Esco di casa abbastanza soddisfatto, anche perché appena fuori sento immediatamente mille goccioline di sudore sulla fronte. Penso, ed è anche questa la notizia, “mi massacro un paio d’ore e domani sarò in perfetta forma, magro magro come un insetto stecco”. Cerco di evitare di farmi vedere da qualcuno che mi conosce, e, puntuale come un orologio svizzero, sento la voce del mio vicino, Paolo. “Matteo, ma come ti sei conciato?”, non rispondo, mantenendo il massimo riserbo che serve in questi casi, “Matteo, non è che ti avanza una scatoletta di tonno?”. Rifaccio le scale, riapro la porta e torno nel mio appartamento, recupero un paio di scatole Rio Mare e gliele do. “Grazie, sei sempre gentilissimo” e attacca a parlare dell’Atalanta, “dai, il Gasp ha sbagliato i cambi… E poi Neymar è imprendibile. Ma adesso? Chi prendono?”. Resto muto per fargli capire che non ho voglia di stare lì a discutere di calcio giocato o di calcio mercato perché ho altri piani. Mi legge nel pensiero, “mi presti la bicicletta?”, “no, Paolo, serve a me…”, “davvero? Ma allora perché sei vestito così? Pensavo stessi andando a sciare…”. Ah bé.
Superato lo scoglio Paolo, anche un bravo tipo, che prima di mollarmi mi sistema il sellino e il manubrio, parto. L’obiettivo è di quelli belli grossi, Bergamo-Brivio, 26 chilometri a dieci anni di distanza dall’ultima volta che ho guidato una bicicletta.
Faccio via Santa Caterina alla grande, sembro Nibali, sostanzialmente un razzo. Un minuto e sono in centro. Lì comincio a sentire un dolore fortissimo ai muscoli della gamba destra e una serie di fitte al piede sinistro. Sono a un passo dal mollare, ma tengo duro, ovviamente ridimensionando la lunghezza del mio primo allenamento. Così torno indietro e mi faccio la ciclabile di via Baioni, che è uno spettacolo. Sudo e sono felice, pedalo facendo anche due salite, arrivo in Città Alta, fino in Piazza Vecchia. Ed è lì che mi accorgo di avere esagerato. Non sono un bel vedere, sembro Gesù sul Golgota, con quella faccia, ma ciccione. Ho malissimo alla schiena, le mie 43 primavere si fanno sentire.

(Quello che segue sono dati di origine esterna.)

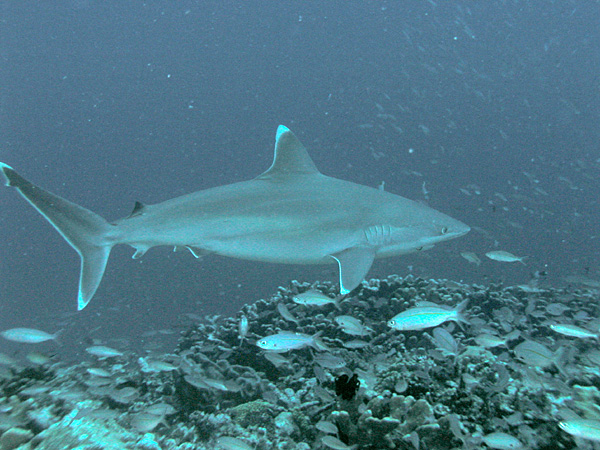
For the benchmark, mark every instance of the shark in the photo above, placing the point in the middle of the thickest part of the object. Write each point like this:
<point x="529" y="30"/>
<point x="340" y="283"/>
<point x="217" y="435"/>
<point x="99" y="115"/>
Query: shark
<point x="291" y="213"/>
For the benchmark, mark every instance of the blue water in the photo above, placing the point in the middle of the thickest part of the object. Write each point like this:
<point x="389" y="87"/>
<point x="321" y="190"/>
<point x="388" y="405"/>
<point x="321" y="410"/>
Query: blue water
<point x="109" y="102"/>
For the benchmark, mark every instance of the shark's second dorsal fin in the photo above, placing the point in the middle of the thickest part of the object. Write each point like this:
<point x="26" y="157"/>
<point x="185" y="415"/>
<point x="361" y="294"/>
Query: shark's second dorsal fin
<point x="138" y="209"/>
<point x="291" y="157"/>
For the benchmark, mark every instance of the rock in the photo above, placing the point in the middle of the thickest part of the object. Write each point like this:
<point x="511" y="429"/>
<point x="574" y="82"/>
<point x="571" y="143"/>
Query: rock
<point x="14" y="437"/>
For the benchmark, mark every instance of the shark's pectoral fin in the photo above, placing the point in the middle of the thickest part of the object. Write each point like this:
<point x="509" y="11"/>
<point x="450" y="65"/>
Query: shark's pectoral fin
<point x="354" y="263"/>
<point x="195" y="251"/>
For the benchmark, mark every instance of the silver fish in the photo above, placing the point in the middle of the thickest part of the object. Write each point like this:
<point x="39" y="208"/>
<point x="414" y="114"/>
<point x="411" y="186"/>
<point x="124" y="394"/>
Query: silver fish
<point x="422" y="317"/>
<point x="102" y="351"/>
<point x="287" y="340"/>
<point x="28" y="335"/>
<point x="502" y="256"/>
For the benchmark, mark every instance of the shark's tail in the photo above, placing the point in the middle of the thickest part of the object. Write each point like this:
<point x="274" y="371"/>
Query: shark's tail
<point x="87" y="232"/>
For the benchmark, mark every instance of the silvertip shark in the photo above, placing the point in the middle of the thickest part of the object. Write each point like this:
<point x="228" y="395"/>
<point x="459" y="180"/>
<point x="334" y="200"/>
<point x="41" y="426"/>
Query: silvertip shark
<point x="291" y="214"/>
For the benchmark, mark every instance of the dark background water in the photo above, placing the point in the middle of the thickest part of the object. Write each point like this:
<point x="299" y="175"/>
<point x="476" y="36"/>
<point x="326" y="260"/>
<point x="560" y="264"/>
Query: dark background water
<point x="109" y="102"/>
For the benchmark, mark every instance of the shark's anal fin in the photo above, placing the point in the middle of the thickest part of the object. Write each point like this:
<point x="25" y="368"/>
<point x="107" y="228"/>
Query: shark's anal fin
<point x="84" y="230"/>
<point x="354" y="263"/>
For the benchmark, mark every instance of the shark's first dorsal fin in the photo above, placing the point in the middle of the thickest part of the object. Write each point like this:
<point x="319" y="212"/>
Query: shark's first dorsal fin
<point x="291" y="157"/>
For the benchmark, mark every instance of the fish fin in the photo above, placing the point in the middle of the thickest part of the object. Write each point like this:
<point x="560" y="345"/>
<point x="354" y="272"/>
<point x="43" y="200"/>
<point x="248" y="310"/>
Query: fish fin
<point x="140" y="250"/>
<point x="460" y="308"/>
<point x="291" y="157"/>
<point x="354" y="263"/>
<point x="138" y="209"/>
<point x="84" y="230"/>
<point x="317" y="343"/>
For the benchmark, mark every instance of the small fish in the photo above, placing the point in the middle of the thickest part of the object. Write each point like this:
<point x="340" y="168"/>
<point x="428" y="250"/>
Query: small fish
<point x="445" y="340"/>
<point x="28" y="335"/>
<point x="243" y="327"/>
<point x="421" y="317"/>
<point x="335" y="443"/>
<point x="103" y="352"/>
<point x="582" y="428"/>
<point x="155" y="365"/>
<point x="37" y="358"/>
<point x="502" y="256"/>
<point x="471" y="257"/>
<point x="352" y="326"/>
<point x="573" y="331"/>
<point x="313" y="297"/>
<point x="285" y="312"/>
<point x="232" y="443"/>
<point x="287" y="340"/>
<point x="502" y="441"/>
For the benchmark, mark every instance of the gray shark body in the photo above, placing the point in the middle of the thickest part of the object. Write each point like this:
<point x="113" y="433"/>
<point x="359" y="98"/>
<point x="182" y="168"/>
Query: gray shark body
<point x="290" y="214"/>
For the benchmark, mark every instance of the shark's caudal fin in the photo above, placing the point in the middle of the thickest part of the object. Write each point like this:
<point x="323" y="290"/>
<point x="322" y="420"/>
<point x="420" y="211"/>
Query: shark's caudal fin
<point x="86" y="231"/>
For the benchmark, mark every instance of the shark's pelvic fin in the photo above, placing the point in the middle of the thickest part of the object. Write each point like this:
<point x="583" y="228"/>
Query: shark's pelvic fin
<point x="354" y="263"/>
<point x="291" y="157"/>
<point x="86" y="231"/>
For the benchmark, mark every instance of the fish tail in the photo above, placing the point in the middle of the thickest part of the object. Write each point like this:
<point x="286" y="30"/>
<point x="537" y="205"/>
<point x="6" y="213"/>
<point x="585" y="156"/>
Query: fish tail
<point x="85" y="231"/>
<point x="460" y="312"/>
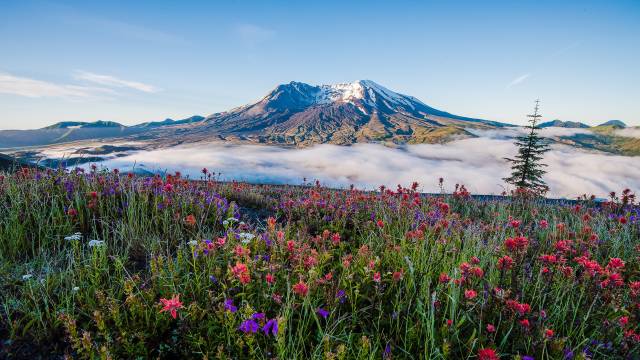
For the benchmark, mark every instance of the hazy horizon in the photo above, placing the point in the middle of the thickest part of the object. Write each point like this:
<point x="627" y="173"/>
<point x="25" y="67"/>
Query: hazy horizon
<point x="76" y="61"/>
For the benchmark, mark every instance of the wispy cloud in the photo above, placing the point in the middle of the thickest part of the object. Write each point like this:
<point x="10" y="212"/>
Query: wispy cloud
<point x="33" y="88"/>
<point x="520" y="79"/>
<point x="112" y="81"/>
<point x="251" y="34"/>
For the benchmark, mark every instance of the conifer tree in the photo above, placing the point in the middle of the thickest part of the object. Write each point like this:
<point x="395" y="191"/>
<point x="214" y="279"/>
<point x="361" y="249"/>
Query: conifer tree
<point x="526" y="167"/>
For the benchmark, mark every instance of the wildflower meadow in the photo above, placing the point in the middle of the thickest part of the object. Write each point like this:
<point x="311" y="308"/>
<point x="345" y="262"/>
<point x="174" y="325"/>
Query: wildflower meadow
<point x="109" y="265"/>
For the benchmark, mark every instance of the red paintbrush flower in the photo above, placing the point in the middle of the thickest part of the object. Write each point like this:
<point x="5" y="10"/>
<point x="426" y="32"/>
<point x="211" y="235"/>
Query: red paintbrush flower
<point x="172" y="305"/>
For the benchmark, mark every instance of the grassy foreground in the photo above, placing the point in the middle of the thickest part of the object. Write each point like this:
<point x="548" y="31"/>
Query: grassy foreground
<point x="109" y="265"/>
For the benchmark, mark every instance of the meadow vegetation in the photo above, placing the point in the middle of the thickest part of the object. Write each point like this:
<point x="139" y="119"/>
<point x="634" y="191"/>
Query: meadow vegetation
<point x="97" y="264"/>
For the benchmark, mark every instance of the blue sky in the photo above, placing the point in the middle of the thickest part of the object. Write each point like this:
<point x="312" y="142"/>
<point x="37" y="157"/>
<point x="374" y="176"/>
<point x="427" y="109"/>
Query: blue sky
<point x="148" y="60"/>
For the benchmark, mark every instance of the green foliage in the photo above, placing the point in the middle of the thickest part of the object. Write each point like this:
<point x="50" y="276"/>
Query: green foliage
<point x="526" y="167"/>
<point x="394" y="271"/>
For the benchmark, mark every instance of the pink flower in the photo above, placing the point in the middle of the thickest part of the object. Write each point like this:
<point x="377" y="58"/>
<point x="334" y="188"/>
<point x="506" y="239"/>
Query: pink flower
<point x="470" y="294"/>
<point x="487" y="354"/>
<point x="301" y="288"/>
<point x="623" y="321"/>
<point x="377" y="277"/>
<point x="172" y="305"/>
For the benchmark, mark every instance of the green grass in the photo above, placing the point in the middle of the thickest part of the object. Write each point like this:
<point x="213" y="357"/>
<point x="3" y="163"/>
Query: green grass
<point x="66" y="297"/>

La discesa verso via Santa Caterina è una sorta di liberazione. Prendo il portone di casa, mi svesto pieno zeppo di speranza, come solo un secolo fa prima di fare la cresima, nel sogno, poi infranto, che i miei mi regalassero il Monclear che gli avevo chiesto e che loro mi avevano promesso (invece optarono per una bruttissima giacca Ciesse Piumini).
Mi metto sulla bilancia: 86 chili. Tutto quello sbattimento e il mio peso è aumentato. E mi dico: “Ma porco cazzo, ma così non vale, ma andate tutti a quel paese, ma pure tu, maledetta bicicletta Bianchi”. E per consolarmi mi apro una birrozza, mezzo litro di 8.6 e, finalmente, mi sento più leggero, un fuscello.